Industrializing Prediction-Powered Inference: The G... | AI Research

Industrializing Prediction-Powered Inference: The GLIDE Library for Reliable GenAI and Agentic Systems Evaluation
Evaluating modern AI agents is difficult because it forces a choice between two flawed options: expensive, slow human review or fast but biased "LLM-as-judge" proxies. This paper introduces GLIDE (Generated Label Inference and Debiasing Engine), an open-source Python library designed to bridge this gap. By using Prediction-Powered Inference (PPI), GLIDE combines a small amount of human-labeled data with a large amount of cheap proxy data to produce unbiased performance estimates with valid confidence intervals, effectively saving costs while maintaining statistical reliability.

How the Approach Works

GLIDE operates on a three-step framework: sampling, annotation, and estimation. It provides a unified, user-friendly interface that allows practitioners to select from various statistical methods depending on their specific needs. For example, if a user has access to per-sample uncertainty scores from their LLM judge, they can use "Active Sampling" to focus human review on the most difficult cases. If the data is naturally grouped—such as by tool type or query category—the library offers "Stratified" methods to improve precision. The library’s API is designed to be familiar to users of standard scientific Python tools, making it easy to integrate into existing evaluation workflows.

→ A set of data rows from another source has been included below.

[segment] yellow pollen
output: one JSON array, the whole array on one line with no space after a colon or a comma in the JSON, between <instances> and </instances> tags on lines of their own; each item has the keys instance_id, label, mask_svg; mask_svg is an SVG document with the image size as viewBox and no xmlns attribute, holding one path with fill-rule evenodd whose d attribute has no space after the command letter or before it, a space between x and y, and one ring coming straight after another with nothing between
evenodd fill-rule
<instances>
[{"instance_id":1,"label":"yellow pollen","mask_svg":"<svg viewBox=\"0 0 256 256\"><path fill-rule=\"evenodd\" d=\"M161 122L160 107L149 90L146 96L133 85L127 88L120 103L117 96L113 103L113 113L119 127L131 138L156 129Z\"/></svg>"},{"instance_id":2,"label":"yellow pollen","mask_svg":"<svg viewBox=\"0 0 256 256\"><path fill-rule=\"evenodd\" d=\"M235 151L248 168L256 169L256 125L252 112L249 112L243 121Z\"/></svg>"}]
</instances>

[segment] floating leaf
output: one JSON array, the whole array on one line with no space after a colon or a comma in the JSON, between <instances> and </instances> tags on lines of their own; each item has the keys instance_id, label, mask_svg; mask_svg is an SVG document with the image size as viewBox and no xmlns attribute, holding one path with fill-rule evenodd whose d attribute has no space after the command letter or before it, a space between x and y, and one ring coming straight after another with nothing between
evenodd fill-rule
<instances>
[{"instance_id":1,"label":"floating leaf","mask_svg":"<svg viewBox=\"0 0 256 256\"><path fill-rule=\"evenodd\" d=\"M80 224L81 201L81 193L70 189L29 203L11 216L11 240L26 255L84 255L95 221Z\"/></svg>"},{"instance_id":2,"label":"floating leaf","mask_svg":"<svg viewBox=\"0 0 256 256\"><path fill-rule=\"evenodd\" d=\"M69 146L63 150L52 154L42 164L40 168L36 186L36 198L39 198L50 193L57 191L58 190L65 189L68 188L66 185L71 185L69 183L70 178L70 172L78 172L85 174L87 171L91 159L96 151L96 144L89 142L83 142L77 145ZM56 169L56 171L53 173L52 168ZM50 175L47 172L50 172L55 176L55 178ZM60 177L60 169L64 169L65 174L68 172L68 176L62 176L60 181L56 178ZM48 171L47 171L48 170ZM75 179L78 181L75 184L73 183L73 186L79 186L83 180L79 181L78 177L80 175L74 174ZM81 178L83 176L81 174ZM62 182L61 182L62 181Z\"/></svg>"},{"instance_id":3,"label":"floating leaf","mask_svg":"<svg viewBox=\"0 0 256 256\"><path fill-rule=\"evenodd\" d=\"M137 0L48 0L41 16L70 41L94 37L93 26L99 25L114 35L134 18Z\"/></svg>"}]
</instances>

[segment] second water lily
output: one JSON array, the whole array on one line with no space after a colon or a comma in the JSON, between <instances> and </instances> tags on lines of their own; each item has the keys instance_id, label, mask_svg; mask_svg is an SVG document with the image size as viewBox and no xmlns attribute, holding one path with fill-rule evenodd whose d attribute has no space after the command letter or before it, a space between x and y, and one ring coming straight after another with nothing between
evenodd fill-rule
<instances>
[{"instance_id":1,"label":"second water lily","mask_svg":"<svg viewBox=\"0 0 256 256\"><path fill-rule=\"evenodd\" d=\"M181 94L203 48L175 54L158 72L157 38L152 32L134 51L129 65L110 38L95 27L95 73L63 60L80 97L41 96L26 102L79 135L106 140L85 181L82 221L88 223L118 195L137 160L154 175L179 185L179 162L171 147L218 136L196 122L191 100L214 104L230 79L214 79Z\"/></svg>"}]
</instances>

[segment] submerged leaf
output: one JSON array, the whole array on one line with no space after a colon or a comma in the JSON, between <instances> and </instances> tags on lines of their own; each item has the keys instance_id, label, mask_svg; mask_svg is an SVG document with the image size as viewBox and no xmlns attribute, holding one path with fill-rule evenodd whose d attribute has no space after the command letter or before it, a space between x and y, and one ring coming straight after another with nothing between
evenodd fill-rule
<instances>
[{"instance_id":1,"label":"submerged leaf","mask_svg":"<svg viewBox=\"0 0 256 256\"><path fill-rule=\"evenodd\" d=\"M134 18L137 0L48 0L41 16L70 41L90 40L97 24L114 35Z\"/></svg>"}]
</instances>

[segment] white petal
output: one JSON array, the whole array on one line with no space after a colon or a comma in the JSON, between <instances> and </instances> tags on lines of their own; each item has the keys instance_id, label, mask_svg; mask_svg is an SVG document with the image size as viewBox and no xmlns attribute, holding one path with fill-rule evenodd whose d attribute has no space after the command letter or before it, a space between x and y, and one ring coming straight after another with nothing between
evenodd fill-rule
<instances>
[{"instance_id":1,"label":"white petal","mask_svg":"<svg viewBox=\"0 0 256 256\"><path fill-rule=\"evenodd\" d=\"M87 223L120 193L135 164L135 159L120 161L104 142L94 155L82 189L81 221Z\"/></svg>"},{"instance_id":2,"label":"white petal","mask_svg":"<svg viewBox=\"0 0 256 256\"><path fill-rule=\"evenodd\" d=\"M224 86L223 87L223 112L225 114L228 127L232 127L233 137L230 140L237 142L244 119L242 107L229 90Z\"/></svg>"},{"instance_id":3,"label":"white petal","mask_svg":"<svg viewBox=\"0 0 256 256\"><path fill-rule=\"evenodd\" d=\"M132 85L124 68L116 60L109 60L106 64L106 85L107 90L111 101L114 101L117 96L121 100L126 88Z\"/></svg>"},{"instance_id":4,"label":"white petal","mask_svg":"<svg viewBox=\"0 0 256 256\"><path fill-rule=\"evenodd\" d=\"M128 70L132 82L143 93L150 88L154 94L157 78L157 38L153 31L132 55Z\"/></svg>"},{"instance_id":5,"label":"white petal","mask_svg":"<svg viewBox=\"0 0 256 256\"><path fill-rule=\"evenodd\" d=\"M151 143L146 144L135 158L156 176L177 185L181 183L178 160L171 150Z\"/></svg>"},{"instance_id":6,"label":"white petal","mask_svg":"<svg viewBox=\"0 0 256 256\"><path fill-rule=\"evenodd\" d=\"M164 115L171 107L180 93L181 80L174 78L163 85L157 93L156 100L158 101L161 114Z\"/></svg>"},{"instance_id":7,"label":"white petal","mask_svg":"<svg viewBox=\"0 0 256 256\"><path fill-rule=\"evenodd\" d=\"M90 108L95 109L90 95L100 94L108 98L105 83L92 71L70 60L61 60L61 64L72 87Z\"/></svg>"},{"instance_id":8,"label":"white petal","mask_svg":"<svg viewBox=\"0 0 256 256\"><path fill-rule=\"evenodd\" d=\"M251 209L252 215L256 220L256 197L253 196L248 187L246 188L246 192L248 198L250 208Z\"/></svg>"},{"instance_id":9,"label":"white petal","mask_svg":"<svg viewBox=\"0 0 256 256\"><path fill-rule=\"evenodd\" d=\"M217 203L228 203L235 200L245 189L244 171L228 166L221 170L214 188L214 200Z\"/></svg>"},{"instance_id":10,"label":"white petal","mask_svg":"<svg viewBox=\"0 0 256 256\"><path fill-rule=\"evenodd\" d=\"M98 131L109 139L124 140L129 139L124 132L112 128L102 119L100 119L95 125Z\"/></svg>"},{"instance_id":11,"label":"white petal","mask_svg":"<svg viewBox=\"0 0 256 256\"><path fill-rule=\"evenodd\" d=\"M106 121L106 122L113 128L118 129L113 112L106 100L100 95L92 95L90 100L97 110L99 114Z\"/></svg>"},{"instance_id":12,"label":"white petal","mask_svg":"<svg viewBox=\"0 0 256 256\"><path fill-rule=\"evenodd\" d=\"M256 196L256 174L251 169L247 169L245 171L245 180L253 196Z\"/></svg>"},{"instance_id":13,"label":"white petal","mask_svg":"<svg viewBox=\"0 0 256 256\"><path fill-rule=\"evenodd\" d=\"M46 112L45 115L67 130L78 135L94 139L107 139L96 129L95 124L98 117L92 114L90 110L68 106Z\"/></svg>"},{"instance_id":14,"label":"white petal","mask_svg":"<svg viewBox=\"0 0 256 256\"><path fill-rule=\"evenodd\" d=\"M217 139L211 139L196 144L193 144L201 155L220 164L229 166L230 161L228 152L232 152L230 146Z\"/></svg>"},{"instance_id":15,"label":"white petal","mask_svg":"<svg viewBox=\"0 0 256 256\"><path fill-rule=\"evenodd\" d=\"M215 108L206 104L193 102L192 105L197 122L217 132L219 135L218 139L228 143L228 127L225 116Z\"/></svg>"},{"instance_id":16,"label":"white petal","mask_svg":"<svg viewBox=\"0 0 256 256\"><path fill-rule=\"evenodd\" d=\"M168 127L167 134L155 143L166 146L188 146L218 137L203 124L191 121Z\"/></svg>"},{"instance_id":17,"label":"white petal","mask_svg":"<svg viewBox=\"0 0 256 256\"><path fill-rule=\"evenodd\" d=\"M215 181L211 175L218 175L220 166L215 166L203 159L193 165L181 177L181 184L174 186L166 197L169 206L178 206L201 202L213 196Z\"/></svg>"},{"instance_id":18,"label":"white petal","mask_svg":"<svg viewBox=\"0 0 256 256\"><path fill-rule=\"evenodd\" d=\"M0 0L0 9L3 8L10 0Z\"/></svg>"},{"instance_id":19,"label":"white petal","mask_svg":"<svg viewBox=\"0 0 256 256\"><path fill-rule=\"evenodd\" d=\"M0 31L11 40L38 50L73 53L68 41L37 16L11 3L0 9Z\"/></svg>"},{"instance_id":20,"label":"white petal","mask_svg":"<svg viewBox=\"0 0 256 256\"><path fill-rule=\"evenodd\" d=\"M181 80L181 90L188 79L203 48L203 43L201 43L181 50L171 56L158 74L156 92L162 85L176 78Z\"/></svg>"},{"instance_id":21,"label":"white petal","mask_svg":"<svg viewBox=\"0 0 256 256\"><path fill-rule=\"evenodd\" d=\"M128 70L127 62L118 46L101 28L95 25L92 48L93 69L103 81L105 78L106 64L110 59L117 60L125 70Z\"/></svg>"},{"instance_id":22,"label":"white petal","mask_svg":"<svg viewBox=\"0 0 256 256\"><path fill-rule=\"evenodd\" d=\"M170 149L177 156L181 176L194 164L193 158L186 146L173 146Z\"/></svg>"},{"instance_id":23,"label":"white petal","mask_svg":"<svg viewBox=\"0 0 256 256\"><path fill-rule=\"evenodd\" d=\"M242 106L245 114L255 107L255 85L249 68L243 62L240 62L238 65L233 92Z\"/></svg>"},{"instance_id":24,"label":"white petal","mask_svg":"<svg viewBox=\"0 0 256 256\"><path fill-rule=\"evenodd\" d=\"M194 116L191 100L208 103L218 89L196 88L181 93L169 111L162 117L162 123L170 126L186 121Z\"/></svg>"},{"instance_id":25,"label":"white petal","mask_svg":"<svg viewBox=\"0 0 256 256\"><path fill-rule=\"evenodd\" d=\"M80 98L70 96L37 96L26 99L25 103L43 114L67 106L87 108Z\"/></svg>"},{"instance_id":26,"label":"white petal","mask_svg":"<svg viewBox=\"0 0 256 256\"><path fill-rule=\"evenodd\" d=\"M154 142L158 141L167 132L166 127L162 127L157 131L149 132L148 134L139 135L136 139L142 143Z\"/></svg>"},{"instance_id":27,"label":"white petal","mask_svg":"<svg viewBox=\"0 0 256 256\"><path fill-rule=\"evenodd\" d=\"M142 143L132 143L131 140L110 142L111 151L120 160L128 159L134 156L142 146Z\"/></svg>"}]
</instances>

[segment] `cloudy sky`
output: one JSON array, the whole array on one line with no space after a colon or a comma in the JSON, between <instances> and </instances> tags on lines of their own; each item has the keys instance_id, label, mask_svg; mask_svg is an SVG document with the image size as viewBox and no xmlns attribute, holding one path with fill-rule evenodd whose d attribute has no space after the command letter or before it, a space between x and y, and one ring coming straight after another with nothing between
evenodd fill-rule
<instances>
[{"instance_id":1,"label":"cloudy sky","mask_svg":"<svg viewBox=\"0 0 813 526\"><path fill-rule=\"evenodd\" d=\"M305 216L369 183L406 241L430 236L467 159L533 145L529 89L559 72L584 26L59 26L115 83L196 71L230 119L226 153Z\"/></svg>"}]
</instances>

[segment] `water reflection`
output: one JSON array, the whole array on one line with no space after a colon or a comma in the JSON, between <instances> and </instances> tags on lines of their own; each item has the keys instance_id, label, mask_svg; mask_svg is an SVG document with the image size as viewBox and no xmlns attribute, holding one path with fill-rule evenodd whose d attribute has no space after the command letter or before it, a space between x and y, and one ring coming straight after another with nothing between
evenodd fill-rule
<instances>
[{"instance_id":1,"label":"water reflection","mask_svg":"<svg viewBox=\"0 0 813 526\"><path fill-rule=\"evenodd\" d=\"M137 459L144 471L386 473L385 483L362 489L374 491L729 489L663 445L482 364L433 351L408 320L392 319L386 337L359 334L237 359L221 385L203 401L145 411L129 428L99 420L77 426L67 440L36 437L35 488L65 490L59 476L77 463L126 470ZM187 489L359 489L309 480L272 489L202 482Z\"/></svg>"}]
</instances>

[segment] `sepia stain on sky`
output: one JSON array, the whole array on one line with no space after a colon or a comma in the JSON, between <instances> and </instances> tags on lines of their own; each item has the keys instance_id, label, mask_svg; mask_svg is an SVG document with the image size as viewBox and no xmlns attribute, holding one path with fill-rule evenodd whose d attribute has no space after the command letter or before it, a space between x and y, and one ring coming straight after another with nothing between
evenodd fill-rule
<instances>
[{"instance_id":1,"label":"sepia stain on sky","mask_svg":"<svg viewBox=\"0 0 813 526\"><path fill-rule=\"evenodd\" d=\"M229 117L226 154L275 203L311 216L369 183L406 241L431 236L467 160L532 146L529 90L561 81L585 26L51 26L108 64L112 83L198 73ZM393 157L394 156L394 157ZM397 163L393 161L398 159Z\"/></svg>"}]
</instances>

Why Agentic Systems Benefit

Agentic systems are particularly well-suited for this approach because they exhibit four key traits: extreme cost asymmetry (where human review is significantly more expensive than proxy calls), natural stratification (different tools or tasks have varying performance), available proxy uncertainty (modern judges often provide confidence scores), and the need for high-stakes reliability. GLIDE addresses these by providing specific tools for each, such as cost-optimal samplers that minimize the budget required to reach a target level of precision.

Key Results and Validation

The authors validated GLIDE using both synthetic Monte Carlo simulations and a real-world case study on the R-Judge safety benchmark. The results demonstrate that GLIDE’s estimators maintain valid coverage—meaning the confidence intervals accurately capture the true performance—even when the proxy LLM is significantly biased. In the case study, using GLIDE allowed for a 2.2x effective gain in sample size compared to using human labels alone. This means that by supplementing a small set of human annotations with proxy data, users can achieve the same level of statistical confidence as a much larger, more expensive human-only study.

Practical Considerations

GLIDE includes a decision tree to help users choose the right method based on their available data and budget. It also provides a reproducible validation suite, ensuring that users can verify the statistical integrity of their results. While the library is powerful, it is specifically focused on mean estimation. It is designed to be modular, allowing researchers to contribute new samplers or estimators as single-file modules, which helps keep the library updated with the latest advancements in the field.